Ilustración: Fabián Muñoz
Corrían los meses finales del ya lejano año de 1971 cuando ocurrió, en esta ciudad de San Cristóbal de La Habana, un hecho insólito: había aparecido un horrible monstruo en cierta laguna del periférico municipio de San Miguel del Padrón.
Recuerdo que una mañana, el ómnibus de la ruta 10 en el que solía trasladarme a mis clases en la Universidad de La Habana quedó prácticamente desierto de pasajeros al bajarse casi todos en una parada de Jacomino, localidad enclavada en el municipio antes mencionado. Indagué acerca de la razón de aquel extraño comportamiento masivo y alguien me dijo:
—Hay un monstruo en una laguna que queda allá atrás— y me señaló, con el brazo extendido, la dirección de la susodicha laguna.
En los días que siguieron a aquella mañana, fui armando poco a poco la inverosímil historia del monstruo de la laguna de San Miguel. Según se decía, un monstruo subacuático, tal vez fusiforme, posiblemente con grandes y amenazadores ojos amarillos, había emergido a la superficie de las quietas y aburridas aguas de aquel estanque, enloqueciendo con su mirada a un anciano que vivía solitario en una mísera choza a la orilla del agua. De acuerdo con algunas versiones, el anciano, al ver el monstruo, huyó despavorido y seguidamente se ahorcó en el árbol más cercano a causa de su repentina locura.

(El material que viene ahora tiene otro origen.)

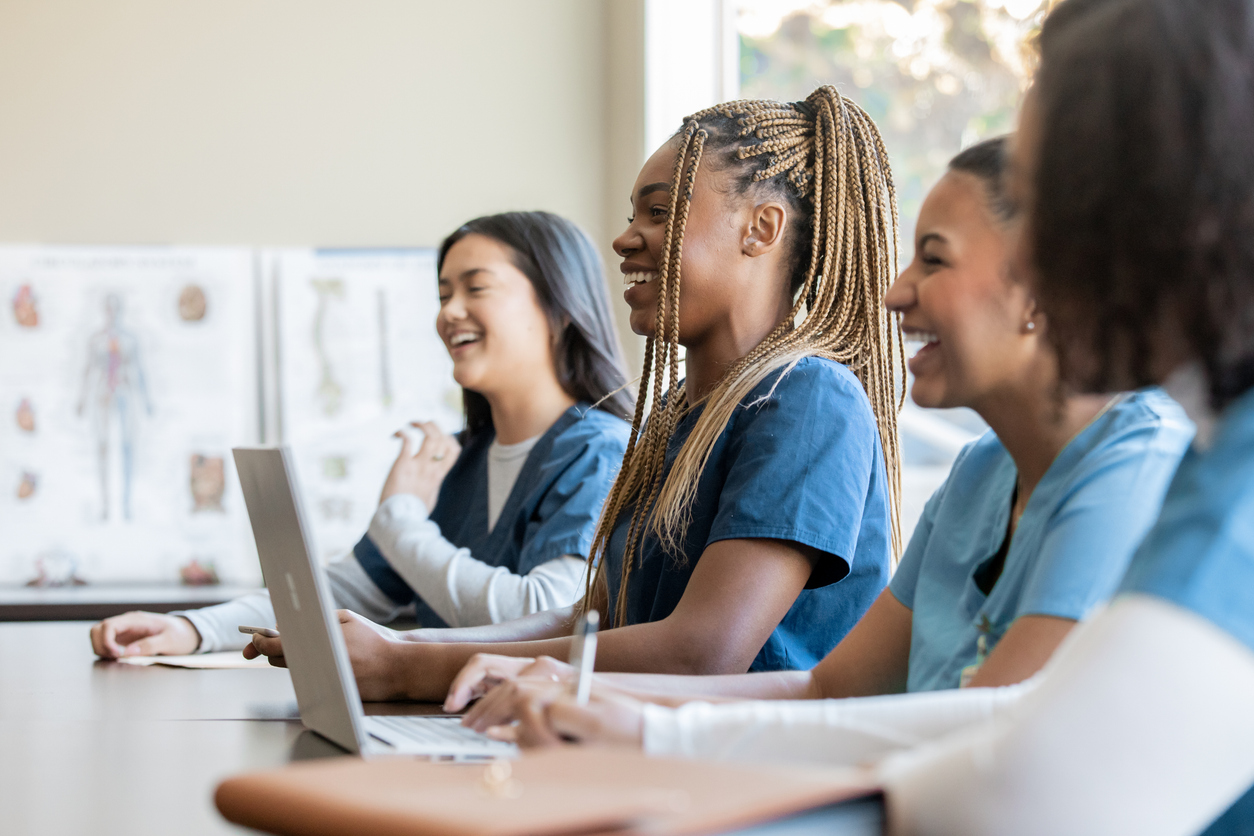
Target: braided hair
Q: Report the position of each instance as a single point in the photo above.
(825, 158)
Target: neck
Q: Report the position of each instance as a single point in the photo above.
(522, 414)
(1033, 426)
(709, 357)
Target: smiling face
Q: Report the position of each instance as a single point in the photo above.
(490, 320)
(958, 302)
(722, 246)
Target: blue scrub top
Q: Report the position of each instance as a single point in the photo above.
(1200, 553)
(551, 512)
(1070, 549)
(799, 460)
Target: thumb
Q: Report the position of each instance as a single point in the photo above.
(406, 446)
(147, 646)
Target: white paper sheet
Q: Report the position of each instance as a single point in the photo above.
(227, 659)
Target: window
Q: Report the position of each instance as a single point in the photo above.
(936, 75)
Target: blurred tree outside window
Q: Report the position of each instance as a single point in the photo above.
(936, 75)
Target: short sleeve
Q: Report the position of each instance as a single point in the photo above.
(906, 579)
(1084, 555)
(566, 519)
(801, 461)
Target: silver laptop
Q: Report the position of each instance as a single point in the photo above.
(314, 647)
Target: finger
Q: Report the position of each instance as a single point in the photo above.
(148, 646)
(533, 727)
(268, 646)
(405, 446)
(482, 673)
(464, 684)
(109, 639)
(504, 733)
(574, 722)
(98, 647)
(494, 710)
(432, 430)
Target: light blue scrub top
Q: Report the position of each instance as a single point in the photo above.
(799, 461)
(1070, 549)
(1200, 553)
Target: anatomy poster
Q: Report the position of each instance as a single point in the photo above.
(126, 376)
(359, 357)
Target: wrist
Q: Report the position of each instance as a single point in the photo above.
(189, 629)
(420, 671)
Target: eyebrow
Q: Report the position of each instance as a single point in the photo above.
(645, 191)
(464, 275)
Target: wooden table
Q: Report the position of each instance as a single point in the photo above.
(99, 747)
(108, 748)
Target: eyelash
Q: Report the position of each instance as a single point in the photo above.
(653, 209)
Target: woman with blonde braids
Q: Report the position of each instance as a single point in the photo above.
(754, 518)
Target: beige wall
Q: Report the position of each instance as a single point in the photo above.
(314, 122)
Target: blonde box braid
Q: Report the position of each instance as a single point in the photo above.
(833, 158)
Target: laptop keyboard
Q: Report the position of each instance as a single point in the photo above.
(435, 731)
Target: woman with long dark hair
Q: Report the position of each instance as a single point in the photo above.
(1135, 171)
(497, 523)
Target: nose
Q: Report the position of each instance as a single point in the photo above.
(627, 243)
(902, 295)
(452, 311)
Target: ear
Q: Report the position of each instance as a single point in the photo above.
(766, 226)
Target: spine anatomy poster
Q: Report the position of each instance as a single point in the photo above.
(358, 359)
(127, 374)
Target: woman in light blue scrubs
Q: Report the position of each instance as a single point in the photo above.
(497, 523)
(1033, 528)
(1144, 723)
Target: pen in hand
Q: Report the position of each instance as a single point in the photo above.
(583, 654)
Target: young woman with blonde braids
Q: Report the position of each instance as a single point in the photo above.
(754, 518)
(1032, 529)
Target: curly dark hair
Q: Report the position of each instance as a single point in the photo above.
(1144, 191)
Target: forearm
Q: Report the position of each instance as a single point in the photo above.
(1144, 678)
(552, 623)
(354, 590)
(425, 669)
(218, 626)
(838, 732)
(462, 589)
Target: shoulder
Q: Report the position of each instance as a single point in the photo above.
(1141, 421)
(811, 386)
(593, 428)
(588, 434)
(1149, 410)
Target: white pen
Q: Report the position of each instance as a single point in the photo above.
(583, 654)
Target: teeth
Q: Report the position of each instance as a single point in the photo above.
(921, 336)
(917, 341)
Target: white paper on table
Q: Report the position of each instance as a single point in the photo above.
(223, 661)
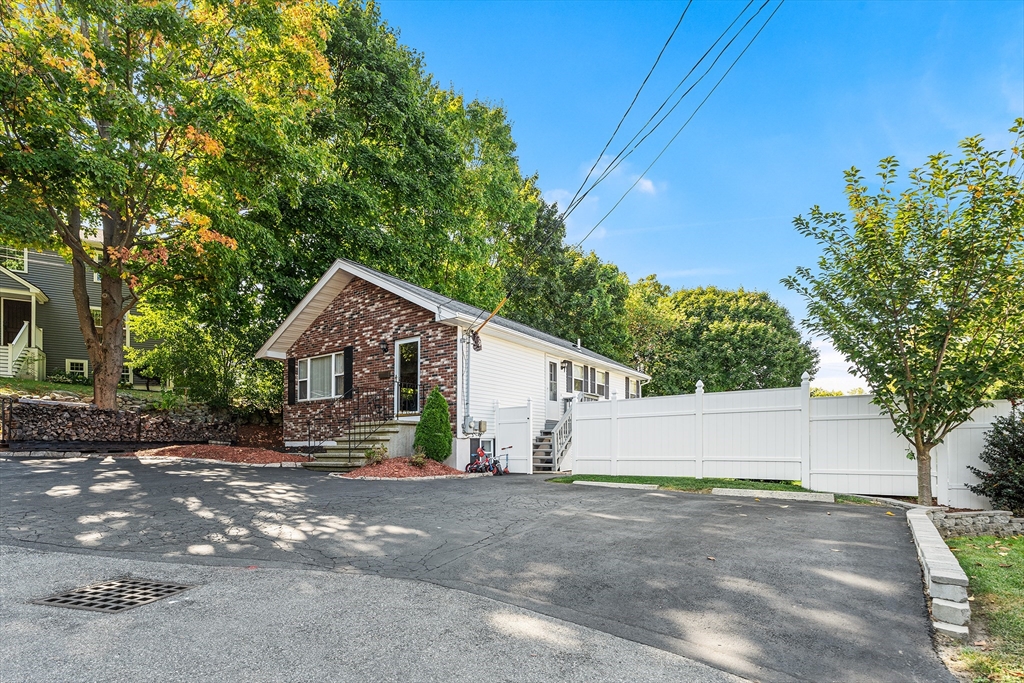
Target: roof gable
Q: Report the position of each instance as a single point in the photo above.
(444, 309)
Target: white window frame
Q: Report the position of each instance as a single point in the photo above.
(303, 383)
(554, 381)
(25, 258)
(85, 368)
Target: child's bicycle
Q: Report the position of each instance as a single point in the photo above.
(481, 462)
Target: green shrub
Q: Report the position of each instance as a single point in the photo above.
(433, 434)
(376, 454)
(1004, 483)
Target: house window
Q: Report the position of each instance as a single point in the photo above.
(80, 368)
(303, 380)
(322, 377)
(14, 259)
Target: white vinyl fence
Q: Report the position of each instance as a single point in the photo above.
(514, 432)
(843, 444)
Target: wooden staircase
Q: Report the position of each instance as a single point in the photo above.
(349, 452)
(544, 460)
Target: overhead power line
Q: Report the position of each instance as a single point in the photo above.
(623, 154)
(669, 143)
(630, 108)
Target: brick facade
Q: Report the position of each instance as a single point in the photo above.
(361, 316)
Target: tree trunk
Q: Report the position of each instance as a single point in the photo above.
(924, 457)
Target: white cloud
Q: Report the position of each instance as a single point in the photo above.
(834, 371)
(646, 186)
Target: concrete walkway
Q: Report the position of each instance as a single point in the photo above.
(797, 591)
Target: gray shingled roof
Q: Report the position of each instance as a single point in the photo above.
(475, 312)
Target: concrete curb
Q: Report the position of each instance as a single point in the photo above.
(468, 475)
(613, 484)
(776, 495)
(945, 581)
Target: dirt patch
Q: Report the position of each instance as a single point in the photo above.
(399, 468)
(262, 436)
(227, 454)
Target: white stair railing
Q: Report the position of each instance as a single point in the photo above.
(17, 346)
(561, 436)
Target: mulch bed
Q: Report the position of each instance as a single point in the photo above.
(399, 468)
(226, 454)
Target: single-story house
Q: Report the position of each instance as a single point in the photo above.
(365, 346)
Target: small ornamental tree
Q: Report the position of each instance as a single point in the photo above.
(923, 290)
(433, 434)
(1004, 483)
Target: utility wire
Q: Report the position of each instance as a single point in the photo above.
(519, 276)
(669, 143)
(630, 108)
(623, 155)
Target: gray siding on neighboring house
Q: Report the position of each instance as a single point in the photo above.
(58, 316)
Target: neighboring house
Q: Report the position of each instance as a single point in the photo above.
(39, 329)
(364, 346)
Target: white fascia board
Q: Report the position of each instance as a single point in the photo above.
(554, 349)
(33, 290)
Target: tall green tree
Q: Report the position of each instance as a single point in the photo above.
(419, 182)
(923, 289)
(730, 339)
(562, 291)
(154, 128)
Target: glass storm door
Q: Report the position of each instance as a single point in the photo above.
(408, 372)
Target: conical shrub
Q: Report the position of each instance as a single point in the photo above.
(433, 434)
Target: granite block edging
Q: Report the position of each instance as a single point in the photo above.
(468, 475)
(945, 581)
(776, 495)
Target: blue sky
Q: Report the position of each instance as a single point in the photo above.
(827, 85)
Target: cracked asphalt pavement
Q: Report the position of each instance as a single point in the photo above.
(795, 592)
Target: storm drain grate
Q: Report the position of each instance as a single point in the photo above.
(114, 596)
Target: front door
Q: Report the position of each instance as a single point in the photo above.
(553, 381)
(15, 313)
(408, 374)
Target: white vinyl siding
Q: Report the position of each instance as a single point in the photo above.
(321, 377)
(15, 260)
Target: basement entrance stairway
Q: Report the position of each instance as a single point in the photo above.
(544, 460)
(349, 453)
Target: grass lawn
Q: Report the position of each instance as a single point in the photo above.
(995, 570)
(685, 483)
(10, 385)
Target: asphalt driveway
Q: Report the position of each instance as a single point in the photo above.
(796, 591)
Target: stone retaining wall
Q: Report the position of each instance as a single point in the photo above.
(57, 421)
(986, 522)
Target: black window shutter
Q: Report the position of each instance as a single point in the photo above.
(291, 381)
(348, 372)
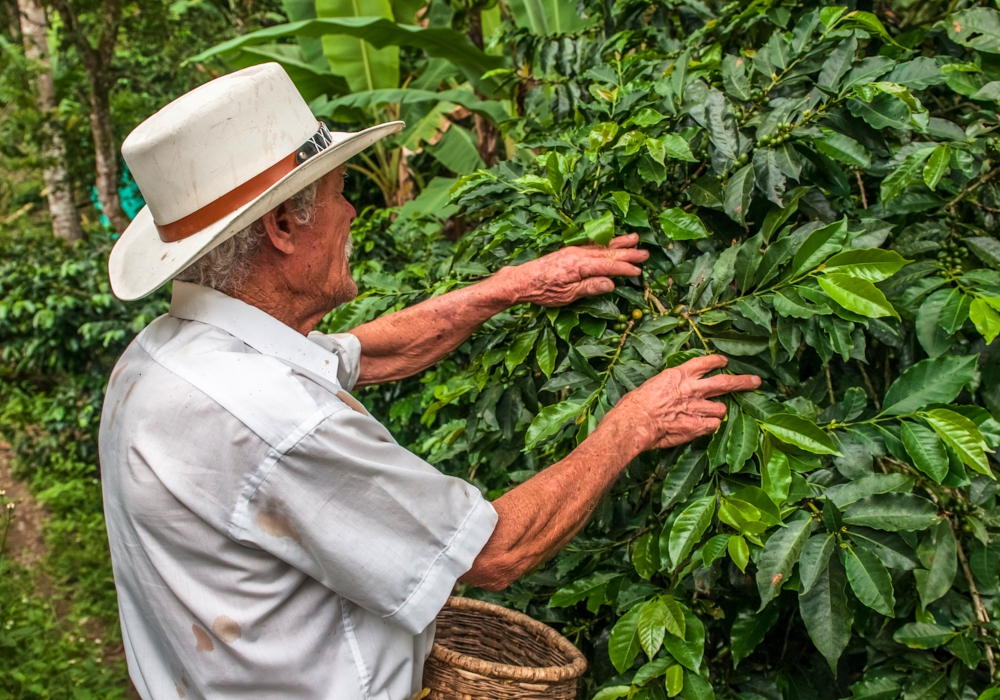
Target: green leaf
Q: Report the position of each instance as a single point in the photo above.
(902, 175)
(869, 264)
(747, 260)
(678, 225)
(720, 121)
(749, 630)
(669, 146)
(652, 626)
(781, 552)
(457, 151)
(923, 635)
(739, 551)
(938, 552)
(937, 166)
(697, 688)
(674, 680)
(926, 450)
(580, 590)
(684, 476)
(937, 380)
(869, 580)
(742, 439)
(799, 432)
(844, 495)
(601, 230)
(857, 295)
(986, 249)
(975, 28)
(519, 349)
(623, 645)
(675, 621)
(714, 549)
(838, 63)
(689, 528)
(645, 557)
(985, 318)
(954, 311)
(688, 651)
(768, 175)
(814, 559)
(776, 477)
(962, 435)
(826, 614)
(843, 148)
(545, 352)
(820, 245)
(885, 111)
(893, 512)
(734, 77)
(966, 650)
(545, 17)
(549, 420)
(736, 197)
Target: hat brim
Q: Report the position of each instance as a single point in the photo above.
(140, 262)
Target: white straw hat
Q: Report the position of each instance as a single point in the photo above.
(215, 160)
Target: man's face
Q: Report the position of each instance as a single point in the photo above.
(323, 247)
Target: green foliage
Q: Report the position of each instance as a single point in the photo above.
(815, 189)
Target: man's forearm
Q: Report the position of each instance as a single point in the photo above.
(405, 342)
(537, 518)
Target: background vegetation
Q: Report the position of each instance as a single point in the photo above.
(816, 185)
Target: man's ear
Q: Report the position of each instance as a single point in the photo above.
(277, 224)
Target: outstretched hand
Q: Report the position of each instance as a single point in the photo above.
(673, 407)
(566, 275)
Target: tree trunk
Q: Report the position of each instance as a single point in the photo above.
(65, 217)
(97, 63)
(105, 155)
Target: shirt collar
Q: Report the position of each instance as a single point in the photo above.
(258, 329)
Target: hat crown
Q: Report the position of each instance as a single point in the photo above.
(215, 138)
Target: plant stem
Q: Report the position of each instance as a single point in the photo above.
(973, 187)
(980, 609)
(871, 387)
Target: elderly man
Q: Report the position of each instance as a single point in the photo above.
(269, 537)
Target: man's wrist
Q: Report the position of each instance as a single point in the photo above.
(506, 286)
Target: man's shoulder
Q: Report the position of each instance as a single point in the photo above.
(262, 392)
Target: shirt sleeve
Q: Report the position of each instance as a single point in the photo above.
(369, 520)
(347, 348)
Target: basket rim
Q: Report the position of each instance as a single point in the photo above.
(575, 668)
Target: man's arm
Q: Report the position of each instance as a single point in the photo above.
(537, 518)
(401, 344)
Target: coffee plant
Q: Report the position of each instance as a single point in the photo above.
(815, 184)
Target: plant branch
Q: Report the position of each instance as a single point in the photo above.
(981, 614)
(973, 187)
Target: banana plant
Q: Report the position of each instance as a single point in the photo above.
(346, 64)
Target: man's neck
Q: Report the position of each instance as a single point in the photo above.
(296, 310)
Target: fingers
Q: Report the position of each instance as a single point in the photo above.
(627, 241)
(727, 383)
(711, 409)
(699, 366)
(606, 267)
(592, 286)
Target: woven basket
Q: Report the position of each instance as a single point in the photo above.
(486, 652)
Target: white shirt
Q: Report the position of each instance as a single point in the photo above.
(269, 538)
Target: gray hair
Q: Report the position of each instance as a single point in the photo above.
(227, 266)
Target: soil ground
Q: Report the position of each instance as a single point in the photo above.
(26, 545)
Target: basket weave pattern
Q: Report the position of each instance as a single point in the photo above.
(483, 651)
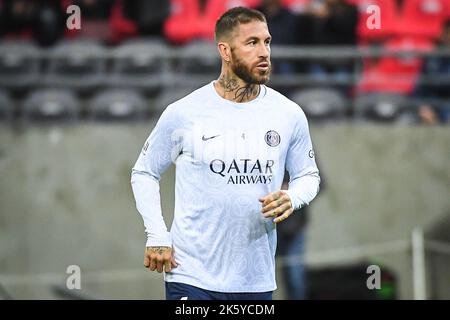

Traté de averiguar si la prensa, local o nacional, daba cuentas del hecho, pero no hallé ni una palabra sobre el temido monstruo. Sin embargo, la noticia corrió como pólvora por la parte este de la ciudad y pronto los curiosos pasaron de ser unas decenas a unos cientos y luego a miles que visitaban la laguna con el temor y la emoción de tal vez ver un “pedacito del bicho aquel”.
Las gentes acudían en grandes grupos al lugar descampado donde se hallaba la laguna, ahora devenida en Loch Ness* tropical. Y se cuenta que hasta hubo un valiente —dicen que era un señor ya de cierta edad— que se lanzó a las oscuras aguas del estanque, cuchillo en mano, cual San Jorge habanero para acabar de una vez y por todas con su dragón de Capadocia, o si lo prefieren, con la flamante Nessie de San Miguel.
Como el monstruo poseía el peculiar poder de enloquecer a todo aquel que le mirara de frente a los ojos, muchos de los “atrevidos” curiosos que acudían a su encuentro por las tardes —ya por entonces se sabía que Nessie daba función vespertina preferiblemente— se tapaban los ojos por temor y al grito de “¡MONSTRUO!” de algún fanático o de algún bromista, las masas corrían en estampida en todas direcciones… menos hacia la laguna, claro está.
Y aconteció que al cabo de un tiempo que no alcanzo a precisar, apareció en las páginas de uno de los periódicos nacionales una breve noticia con el título “El monstruo de la laguna de San Miguel” y bajo este, la foto de uno o tal vez dos —no recuerdo bien— hombres rana con un grueso tronco de palma real a sus pies en la orilla de un estanque. El terrible monstruo no era más que eso, un simple y mundano tronco seco de palma que iba a la deriva por la superficie del agua, o que tal vez vagaba de las profundidades a la superficie y viceversa, siguiendo los caprichos de las corrientes subacuáticas de aquella laguna.
¡Qué decepción! La realidad se mostraba con un mal gusto tan chocante que dejaba en ridículo a la imaginación popular. Después de todo, Carpentier tenía razón. Somos un pueblo inmerso en lo real maravilloso, o lo que es igual, vivimos lo fantástico y lo insólito, como lo real, lo cotidiano.